Overdoses from acetaminophen send 55,000 to 80,000 people to the emergency room in the United States each year and kill at least 500, according to the Centers for Disease Control and Prevention and the Food and Drug Administration. Acetaminophen can be found in more than 600 common over-the-counter products used by nearly one in four American adults every week, including household brands like Nyquil cold formula, Excedrin pain tablets, and Sudafed sinus pills.

Tylenol is the first of these products to include such a warning label on the bottle cap. McNeil says the warning is a result of research into the misuse of Tylenol by consumers. The new cap message will read: “CONTAINS ACETAMINOPHEN” and “ALWAYS READ THE LABEL.”

The move comes at a critical time for the company, which faces more than 85 personal injury lawsuits in federal court that blame Tylenol for liver injuries and deaths. At the same time, the Food and Drug Administration is drafting long-awaited safety measures that could curtail the use of Tylenol and other acetaminophen products.

Much is at stake for McNeil and its parent company. Johnson & Johnson does not report sales of Tylenol, but total sales of all over-the-counter medicines containing acetaminophen were more than $1.75 billion last year, according to Information Resources Inc., a retail data service.

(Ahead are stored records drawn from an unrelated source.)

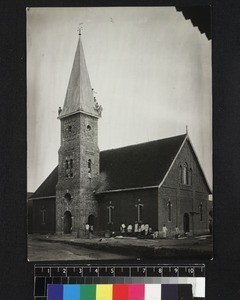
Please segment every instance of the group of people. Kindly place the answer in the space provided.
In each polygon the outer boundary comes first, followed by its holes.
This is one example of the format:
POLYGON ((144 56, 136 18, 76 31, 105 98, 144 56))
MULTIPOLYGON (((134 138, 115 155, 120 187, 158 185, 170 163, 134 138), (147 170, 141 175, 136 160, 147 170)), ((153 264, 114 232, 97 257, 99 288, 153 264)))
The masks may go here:
POLYGON ((135 222, 134 225, 129 224, 126 226, 124 223, 120 226, 120 233, 122 235, 136 235, 136 236, 148 236, 152 233, 152 228, 148 223, 143 224, 142 222, 135 222))
POLYGON ((165 224, 163 224, 163 227, 162 227, 163 238, 167 238, 167 236, 173 237, 173 234, 174 234, 175 239, 178 239, 180 237, 180 230, 179 230, 178 226, 176 226, 175 230, 172 231, 172 229, 168 230, 167 226, 165 224))
POLYGON ((92 239, 92 237, 93 237, 93 225, 89 225, 88 223, 86 223, 86 225, 85 225, 85 235, 89 239, 92 239))
MULTIPOLYGON (((136 236, 138 238, 144 238, 144 237, 151 237, 151 238, 158 238, 160 237, 159 231, 153 231, 152 227, 149 226, 148 223, 144 224, 143 222, 137 222, 135 221, 135 224, 129 224, 126 226, 124 223, 121 224, 120 226, 120 233, 121 235, 126 235, 126 236, 136 236)), ((167 238, 169 234, 172 234, 172 231, 167 228, 165 224, 163 224, 162 227, 162 237, 167 238), (169 233, 170 232, 170 233, 169 233)), ((89 239, 93 237, 93 225, 86 223, 85 225, 85 235, 89 239)), ((175 238, 178 238, 180 236, 180 231, 178 226, 175 228, 174 232, 175 238)))
MULTIPOLYGON (((143 222, 135 222, 134 226, 129 224, 126 226, 124 223, 120 226, 120 233, 122 235, 134 235, 137 237, 152 237, 154 239, 160 237, 159 231, 153 231, 152 227, 148 223, 144 224, 143 222)), ((165 224, 162 227, 162 238, 167 238, 172 234, 172 230, 169 230, 165 224)), ((180 236, 180 231, 178 226, 176 226, 174 231, 174 237, 178 238, 180 236)))

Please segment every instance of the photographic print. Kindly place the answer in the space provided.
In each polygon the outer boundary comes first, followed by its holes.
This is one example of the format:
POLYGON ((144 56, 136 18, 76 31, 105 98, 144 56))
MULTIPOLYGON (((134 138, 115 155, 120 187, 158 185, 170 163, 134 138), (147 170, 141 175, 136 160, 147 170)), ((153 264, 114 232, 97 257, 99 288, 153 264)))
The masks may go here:
POLYGON ((28 259, 212 257, 209 7, 27 10, 28 259))

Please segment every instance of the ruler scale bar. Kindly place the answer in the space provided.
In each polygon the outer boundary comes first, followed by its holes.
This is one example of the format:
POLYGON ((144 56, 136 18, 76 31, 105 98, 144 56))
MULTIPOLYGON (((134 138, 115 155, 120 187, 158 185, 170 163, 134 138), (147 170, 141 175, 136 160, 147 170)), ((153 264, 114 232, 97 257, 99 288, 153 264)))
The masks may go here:
MULTIPOLYGON (((108 273, 108 276, 179 276, 179 277, 204 277, 205 266, 35 266, 35 277, 53 276, 99 276, 108 273), (119 275, 118 275, 119 274, 119 275)), ((107 276, 106 275, 106 276, 107 276)))
MULTIPOLYGON (((94 286, 97 293, 93 300, 101 300, 104 293, 107 293, 109 300, 118 300, 117 290, 124 287, 129 290, 126 300, 137 300, 138 298, 143 300, 150 298, 152 300, 175 300, 176 295, 180 295, 180 293, 183 295, 181 295, 181 299, 186 297, 188 297, 187 300, 205 299, 205 265, 203 264, 152 266, 35 265, 34 275, 34 300, 79 299, 81 288, 84 291, 84 289, 90 289, 94 286), (159 286, 162 286, 161 292, 159 292, 159 286), (190 294, 187 292, 187 286, 188 289, 191 287, 193 298, 184 296, 187 293, 190 294), (61 293, 61 288, 63 288, 62 298, 61 296, 51 298, 51 293, 61 293), (133 298, 133 294, 136 294, 137 291, 139 291, 139 297, 133 298), (144 297, 143 293, 145 293, 144 297), (76 296, 77 294, 79 295, 76 296)), ((88 300, 88 298, 85 299, 88 300)), ((81 300, 85 299, 81 297, 81 300)))

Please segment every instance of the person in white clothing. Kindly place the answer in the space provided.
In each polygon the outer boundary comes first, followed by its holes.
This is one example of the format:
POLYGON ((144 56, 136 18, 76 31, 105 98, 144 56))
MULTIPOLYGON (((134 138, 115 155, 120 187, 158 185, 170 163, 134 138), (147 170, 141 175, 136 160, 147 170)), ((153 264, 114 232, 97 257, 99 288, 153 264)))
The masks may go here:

Safety experts are most concerned about “extra-strength” versions of Tylenol and other pain relievers with acetaminophen found in drugstores. A typical two-pill dose of Extra Strength Tylenol contains 1,000 milligrams of acetaminophen, compared with 650 milligrams for regular strength. Extra Strength Tylenol is so popular that some pharmacies don’t even stock regular strength.

Most experts agree that acetaminophen is safe when used as directed, which generally means taking less than 4,000 milligrams, or eight pills of Extra Strength Tylenol, a day.

Each year, some 100 million Americans use acetaminophen, but liver damage occurs in only a fraction of 1 percent of users. Still, liver specialists say those cases are preventable. They say that part of the problem is that there are sometimes hundreds of pills in a bottle, making it easy for consumers to pop as many as they please. For example, McNeil sells Extra Strength Tylenol in bottles containing up to 325 tablets.

“The argument goes that if you take acetaminophen correctly you will virtually never get into trouble,” says Dr. William Lee of the University of Texas Southwestern Medical Center, who has studied acetaminophen toxicity for four decades. “But it’s the very fact that it’s easily accessible over-the-counter in bottles of 300 pills or more that puts people in harm’s way.”

Dr. Lee applauded the new warning, but said McNeil’s marketing has contributed to the “freewheeling” way that Americans take the drug. For decades, McNeil has advertised Tylenol as “the safest brand of pain reliever” when used as directed. “That has been their standard ploy in the past, and I would argue that safest it is not,” he says.

McNeil’s Mr. Kuffner stands by the company’s safety claim: “When taken as directed, when people read and follow the label, I believe that Tylenol and the acetaminophen ingredient is one of the safest pain relievers on the market.”